Research and development (R&D) is critical for companies in many industries. As BusinessWeek magazine noted in 2009, "[B]uybacks are rampant in industries where investment in innovation is crucial -- energy, technology, and pharmaceuticals."

BusinessWeek detailed buybacks by ExxonMobil (NYSE: XOM), Pfizer (NYSE: PFE), and Cisco Systems (Nasdaq: CSCO). The oil giant spent $144 billion buying back shares between 2000 and 2008, while Cisco also landed in the top 10 biggest buybacks over the period. It's particularly ironic that Pfizer, which argued that price regulation would hurt the pharmaceutical industry by taking away money from R&D, nevertheless diverted considerable funds away from R&D toward buybacks. According to the article, Amgen (Nasdaq: AMGN) spent more than its total net income between 2000 and 2008 on buybacks. 

Pricing matters
In addition, many companies have timed their buybacks poorly.

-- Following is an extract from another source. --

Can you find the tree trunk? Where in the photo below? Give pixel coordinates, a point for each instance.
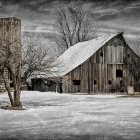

Intel (Nasdaq: INTC), for example, spent $4.6 billion in 1999 buying shares at an average price of around $32. The price later fell near $12 several times, and it's still below $20. Citigroup (NYSE: C) bought back shares in 2006 and 2007 at an average of around $50 per share. Now, it trades for less than $5.

You want your bought-back shares to be attractively priced. That seems to be the case with Hewlett-Packard -- its recent P/E of around 11 is barely half its five-year average of 20, and its forward P/E is below 8, well below the S&P 500's 14.

Stock buybacks are a mixed bag. Hewlett-Packard's seems promising, especially since the company has a big cash pile and generates a lot more of those greenbacks annually. But in general, make sure the companies you like aren't wasting your money by paying too much to buy back their stock.

Buybacks may beat dividends on taxes, but hefty dividend payers are still darn compelling investments.